O “Plano Diretor” já havia sido tema de outro post do ex-prefeito ainda esta semana. Na segunda-feira 24, ele escreveu no Twitter que os investimentos imobiliários anunciados nas regiões Sul, Leste e Oeste de Natal não tinham nenhum obstáculo no Plano Diretor de 2007.

“Exceto o bairro de Pajuçara, Zona Norte, por ausência completa de saneamento básico. Tá querendo enganar quem, cara pálida?”, provocou, sem citar nomes.

“Plano Diretor de 2007 foi um atraso para toda cidade”, diz titular da Semurb

Secretário de Meio Ambiente e Urbanismo de Natal, Thiago Mesquita, fala sobre Plano Diretor. Foto: José Aldenir/Agora RN

Secretário de Meio Ambiente e Urbanismo de Natal, Thiago Mesquita, fala sobre Plano Diretor. Foto: José Aldenir/Agora RN

Ao contrário do que pensa o ex-prefeito, para o atual secretário de Meio Ambiente e Urbanismo de Natal (Semurb), Thiago Mesquita, o Plano Diretor de 2007 representou um atraso não só para a zona Norte, mas para toda a cidade do Natal.

“O Plano Diretor de 2007 foi um atraso para toda cidade, mas ele foi implacável, principalmente, contra a Zona Norte. A limitação inexplicável de gabarito em 60m em toda região limitou empreendimentos populares apenas e muito tímidos”, rebateu o auxiliar do prefeito Álvaro Dias.

Outro problema que, na opinião do secretário, travou o desenvolvimento da zona Norte foi a falta de regulamentação das Zonas de Proteção Ambiental (ZPAs) 7, 8 e 9. Ele ressalva, no entanto, que a de número 7 não incorpora o território da ZN, mas tem importância para o desenvolvimento da região.

“Elas [as ZPAs] foram criadas em 1994 e só foram regulamentadas na nossa gestão. A 9 principalmente, ao longo da Av. Moema Tinoco é a maior e por ausência de regulamentação nada poderia ser licenciado lá. Um crime contra a Zona Norte de Natal”, declarou Mesquita.

Ainda de acordo com Thiago, a zona Norte de Natal não se desenvolveu como as demais regiões pelo fato de, com base no Plano Diretor de 2007, ter um Coeficiente de Aproveitamento de lote de 1.2, ou seja, toda ela adensamento básico, o que impediu um melhor aproveitamento do solo.

“Enquanto isso, cidades como Parnamirim, São Gonçalo e Extremoz colocaram coeficientes bem superiores. Ou seja, o empreendedor atravessando a rua poderia construir mais, pagando menos pelos lotes. Culpa do Plano Diretor ultrapassado de 2007. Até os municípios da região metropolitana foram mais inteligentes e ousados que Natal”, critica o titular da pasta.

Caern diz que trabalha para concluir obras de esgotamento sanitário

Procurada pelo AGORA RN, a Caern afirmou, por meio de nota, que está trabalhando para concluir as obras de esgotamento sanitário que ampliarão, a partir de 2024, a cobertura da capital, principalmente na Zona Norte. A Companhia não quis se pronunciar sobre os fatos relativos a 2007, rememorados pelo ex-prefeito Carlos Eduardo Alves.
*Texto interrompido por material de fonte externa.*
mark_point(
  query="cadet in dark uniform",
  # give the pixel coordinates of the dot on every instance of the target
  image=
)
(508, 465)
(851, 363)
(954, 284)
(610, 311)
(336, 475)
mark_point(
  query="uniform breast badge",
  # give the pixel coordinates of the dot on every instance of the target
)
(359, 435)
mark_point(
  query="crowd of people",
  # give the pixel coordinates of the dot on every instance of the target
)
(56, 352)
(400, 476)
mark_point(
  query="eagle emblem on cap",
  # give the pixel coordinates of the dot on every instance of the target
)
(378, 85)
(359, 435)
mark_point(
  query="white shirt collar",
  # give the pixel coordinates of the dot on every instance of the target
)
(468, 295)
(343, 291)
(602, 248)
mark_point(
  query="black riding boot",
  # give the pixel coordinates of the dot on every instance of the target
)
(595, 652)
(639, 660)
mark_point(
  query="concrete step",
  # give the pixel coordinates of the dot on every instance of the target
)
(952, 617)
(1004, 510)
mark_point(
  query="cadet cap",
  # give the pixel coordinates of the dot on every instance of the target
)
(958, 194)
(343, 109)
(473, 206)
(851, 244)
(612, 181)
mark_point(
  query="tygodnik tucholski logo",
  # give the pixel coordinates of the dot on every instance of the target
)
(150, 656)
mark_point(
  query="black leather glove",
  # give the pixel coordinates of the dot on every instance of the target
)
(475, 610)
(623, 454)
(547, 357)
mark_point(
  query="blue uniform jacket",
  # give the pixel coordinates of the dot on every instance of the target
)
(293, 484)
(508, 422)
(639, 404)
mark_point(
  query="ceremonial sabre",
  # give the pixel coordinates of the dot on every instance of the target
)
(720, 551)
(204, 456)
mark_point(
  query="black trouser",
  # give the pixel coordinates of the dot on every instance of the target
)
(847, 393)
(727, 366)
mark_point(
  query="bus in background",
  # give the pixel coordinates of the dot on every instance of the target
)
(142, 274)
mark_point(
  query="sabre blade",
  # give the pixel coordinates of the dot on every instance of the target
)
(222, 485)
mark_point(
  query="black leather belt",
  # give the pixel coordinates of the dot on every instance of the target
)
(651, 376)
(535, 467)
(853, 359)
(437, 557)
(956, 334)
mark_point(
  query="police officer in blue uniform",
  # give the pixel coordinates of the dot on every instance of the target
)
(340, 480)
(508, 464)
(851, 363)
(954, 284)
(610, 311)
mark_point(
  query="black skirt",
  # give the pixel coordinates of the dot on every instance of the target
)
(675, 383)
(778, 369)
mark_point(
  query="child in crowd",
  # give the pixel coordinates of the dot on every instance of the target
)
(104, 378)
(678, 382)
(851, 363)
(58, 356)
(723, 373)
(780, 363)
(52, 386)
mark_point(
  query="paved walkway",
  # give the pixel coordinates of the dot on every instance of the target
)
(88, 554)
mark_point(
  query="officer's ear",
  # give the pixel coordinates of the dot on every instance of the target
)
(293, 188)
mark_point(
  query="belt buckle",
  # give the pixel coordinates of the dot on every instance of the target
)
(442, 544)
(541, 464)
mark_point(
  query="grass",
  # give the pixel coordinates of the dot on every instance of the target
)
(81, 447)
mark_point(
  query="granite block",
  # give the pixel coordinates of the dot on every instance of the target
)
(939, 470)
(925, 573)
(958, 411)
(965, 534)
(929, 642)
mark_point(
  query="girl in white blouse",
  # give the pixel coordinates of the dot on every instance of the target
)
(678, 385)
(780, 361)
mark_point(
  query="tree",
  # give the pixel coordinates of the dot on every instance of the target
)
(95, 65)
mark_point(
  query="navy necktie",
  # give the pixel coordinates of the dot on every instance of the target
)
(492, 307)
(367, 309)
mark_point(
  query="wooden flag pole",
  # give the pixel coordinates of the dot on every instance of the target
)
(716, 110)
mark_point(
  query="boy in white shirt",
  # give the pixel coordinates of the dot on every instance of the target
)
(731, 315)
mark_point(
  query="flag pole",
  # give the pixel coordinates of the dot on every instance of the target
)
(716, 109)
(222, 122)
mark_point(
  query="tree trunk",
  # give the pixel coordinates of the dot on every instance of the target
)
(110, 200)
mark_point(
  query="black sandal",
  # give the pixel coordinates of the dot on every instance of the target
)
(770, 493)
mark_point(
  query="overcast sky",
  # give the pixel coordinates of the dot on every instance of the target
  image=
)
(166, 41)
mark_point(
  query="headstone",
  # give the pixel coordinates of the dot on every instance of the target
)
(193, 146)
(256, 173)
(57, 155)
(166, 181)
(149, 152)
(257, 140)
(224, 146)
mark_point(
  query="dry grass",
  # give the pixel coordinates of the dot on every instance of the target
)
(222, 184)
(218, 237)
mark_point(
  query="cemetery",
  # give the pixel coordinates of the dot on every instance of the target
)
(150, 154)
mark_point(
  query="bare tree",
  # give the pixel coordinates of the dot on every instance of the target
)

“Os empreendimentos deixarão a capital com percentual próximo da universalização, ou seja, acima dos 90% exigidos pelo novo Marco Legal do Saneamento e antes do prazo estipulado de 2033”, diz trecho da nota.

A companhia também esclareceu que o termo “saneamento básico” engloba quatro vertentes, sendo elas: abastecimento de água, esgotamento sanitário, drenagem de águas pluviais e resíduos sólidos. Dessas, a Caern só atua nas duas primeiras, sendo as demais responsabilidade do poder executivo municipal.

ETE JAGUARIBE

No final do mês passado o Instituto de Desenvolvimento Sustentável e Meio Ambiente (Idema) emitiu a Licença de Instalação para a continuação da construção da Estação de Tratamento de Efluentes (ETE) da Zona Norte de Natal/RN – ETE Jaguaribe. A Licença foi concedida à Caern e possui validade de seis anos.

A ETE Jaguaribe, localizada no bairro da Redinha, deverá receber, quando em sua plenitude, as contribuições sanitárias domiciliares de toda a Zona Norte, e compreenderá uma vazão média de 1.050,00L/s, prevendo atender até o ano de 2032, uma população de 455.639 habitantes.

“Essa obra representa desenvolvimento sustentável. É um grande avanço que trará enormes benefícios à Zona Norte de Natal, respeitando toda a legislação ambiental. Com a implantação do projeto, o esgoto coletado será tratado, evitando a poluição do meio ambiente”, destacou o diretor-presidente da CAERN, Roberto Linhares.